O Brasil registrou episódios recentes de agressão a venezuelanos em Roraima, principal destino dos migrantes no país (texto leia abaixo). A CIDH informou solicitará informações ao governo brasileiro, em especial sobre as investigações e as medidas que estão sendo tomadas para evitar novas ocorrências.
“Sabemos que existem profundas situações de pobreza e de exclusão nesses lugares. Essa reação adversa é uma atitude mais instintiva que racional. Mas não se pode tolerar isso”, afirmou o presidente da CIDH, o peruano Francisco Eguiguren.
Os dados sobre desnutrição são alguns dos mais dramáticos do relatório da CIDH.
A comissão foi barrada pelo regime de Nicolás Maduro e não visitou o país para produzir o documento. As informações foram colhidas por organizações não governamentais, opositores e organismos internacionais.
Segundo o texto, 80% dos venezuelanos afirmaram ter perdido peso involuntariamente em 2016: 8,7 kg em média, segundo uma pesquisa conduzida por universidades do país. Escolas não têm merenda suficiente, e populações indígenas passam até dois meses à base de manga. A escassez persiste nos postos de saúde e hospitais, que não têm medicamentos.
“Uma gripe na Venezuela pode custar muito caro”, diz a relatora especial Soledad García Muñoz, argentina.

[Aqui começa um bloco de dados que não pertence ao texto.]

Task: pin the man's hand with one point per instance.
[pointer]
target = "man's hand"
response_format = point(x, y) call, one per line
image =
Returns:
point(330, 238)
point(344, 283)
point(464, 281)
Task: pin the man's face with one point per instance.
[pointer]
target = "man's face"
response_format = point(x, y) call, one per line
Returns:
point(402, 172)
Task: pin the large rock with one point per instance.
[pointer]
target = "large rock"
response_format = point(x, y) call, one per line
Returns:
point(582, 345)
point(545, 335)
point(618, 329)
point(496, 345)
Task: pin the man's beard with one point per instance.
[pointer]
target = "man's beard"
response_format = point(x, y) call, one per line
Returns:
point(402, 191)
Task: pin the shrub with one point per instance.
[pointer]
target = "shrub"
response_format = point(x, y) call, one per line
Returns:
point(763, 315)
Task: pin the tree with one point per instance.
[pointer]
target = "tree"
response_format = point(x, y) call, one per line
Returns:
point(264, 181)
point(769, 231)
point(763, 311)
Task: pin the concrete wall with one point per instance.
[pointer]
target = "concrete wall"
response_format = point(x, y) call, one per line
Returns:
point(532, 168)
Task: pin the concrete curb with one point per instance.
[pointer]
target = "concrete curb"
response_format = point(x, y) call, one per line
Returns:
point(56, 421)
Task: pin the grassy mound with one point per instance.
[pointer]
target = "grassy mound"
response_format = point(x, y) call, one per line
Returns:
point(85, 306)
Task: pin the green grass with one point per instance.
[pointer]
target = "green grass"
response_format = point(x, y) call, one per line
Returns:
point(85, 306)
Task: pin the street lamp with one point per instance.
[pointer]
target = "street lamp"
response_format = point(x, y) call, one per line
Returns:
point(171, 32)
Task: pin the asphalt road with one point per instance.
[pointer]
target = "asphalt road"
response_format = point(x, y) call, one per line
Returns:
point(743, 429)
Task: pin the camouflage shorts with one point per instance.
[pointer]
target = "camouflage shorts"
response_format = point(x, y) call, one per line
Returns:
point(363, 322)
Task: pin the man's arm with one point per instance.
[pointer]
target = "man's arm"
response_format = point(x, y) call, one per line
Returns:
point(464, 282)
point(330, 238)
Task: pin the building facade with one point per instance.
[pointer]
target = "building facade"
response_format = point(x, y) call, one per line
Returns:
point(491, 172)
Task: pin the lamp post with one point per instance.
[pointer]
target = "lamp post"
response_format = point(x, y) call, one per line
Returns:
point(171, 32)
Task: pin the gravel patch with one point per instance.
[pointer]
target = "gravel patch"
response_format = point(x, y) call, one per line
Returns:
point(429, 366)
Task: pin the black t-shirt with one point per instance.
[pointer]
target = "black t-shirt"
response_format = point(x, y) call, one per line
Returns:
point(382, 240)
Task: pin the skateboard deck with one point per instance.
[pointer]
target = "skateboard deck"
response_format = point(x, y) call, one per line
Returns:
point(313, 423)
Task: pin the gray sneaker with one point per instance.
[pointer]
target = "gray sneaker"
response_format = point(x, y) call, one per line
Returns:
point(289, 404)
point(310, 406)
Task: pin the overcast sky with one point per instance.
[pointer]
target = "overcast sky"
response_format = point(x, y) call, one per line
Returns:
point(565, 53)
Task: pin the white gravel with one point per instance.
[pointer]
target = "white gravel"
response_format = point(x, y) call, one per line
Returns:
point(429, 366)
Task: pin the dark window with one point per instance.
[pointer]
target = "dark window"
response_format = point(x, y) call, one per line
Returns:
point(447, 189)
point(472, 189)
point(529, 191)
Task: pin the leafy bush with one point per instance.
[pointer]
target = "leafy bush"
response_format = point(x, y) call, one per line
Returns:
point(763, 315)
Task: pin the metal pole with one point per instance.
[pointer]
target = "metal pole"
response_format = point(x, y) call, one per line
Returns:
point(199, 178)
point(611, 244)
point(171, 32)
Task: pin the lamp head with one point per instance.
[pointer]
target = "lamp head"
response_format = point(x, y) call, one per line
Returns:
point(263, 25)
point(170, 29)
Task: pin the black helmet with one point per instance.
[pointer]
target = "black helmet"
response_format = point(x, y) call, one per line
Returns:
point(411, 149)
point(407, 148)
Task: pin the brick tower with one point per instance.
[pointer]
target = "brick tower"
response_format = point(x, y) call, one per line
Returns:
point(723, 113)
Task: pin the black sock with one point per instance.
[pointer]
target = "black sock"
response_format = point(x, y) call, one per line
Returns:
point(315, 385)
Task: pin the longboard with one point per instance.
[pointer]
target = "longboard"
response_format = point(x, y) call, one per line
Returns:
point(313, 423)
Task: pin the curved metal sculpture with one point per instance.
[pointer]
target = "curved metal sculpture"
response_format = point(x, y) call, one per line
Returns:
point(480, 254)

Índios, mulheres e crianças são as populações mais COMISSÃO INTERAMERICANA DE DIREITOS HUMANOS (CIDH) expostas, afirma o relatório.
Mulheres passam até 14 horas por semana em filas para obter farinha e arroz, enquanto gestantes e lactantes estão especialmente vulneráveis à desnutrição, o que perpetua os problemas.
O Hospital Central de Maturín, no norte do país, registrou 19 mortes de recém-nascidos em um mês, informa o relatório. Em outro hospital, no primeiro semestre do ano passado, foram cem mortes. TORTURA Para a CIDH, o governo Maduro não adota todas as medidas a seu alcance para garantir o direito à saúde, ao recusar ajuda estrangeira, por exemplo. “A crise econômica não pode justificar a inação estatal”, afirma o relatório.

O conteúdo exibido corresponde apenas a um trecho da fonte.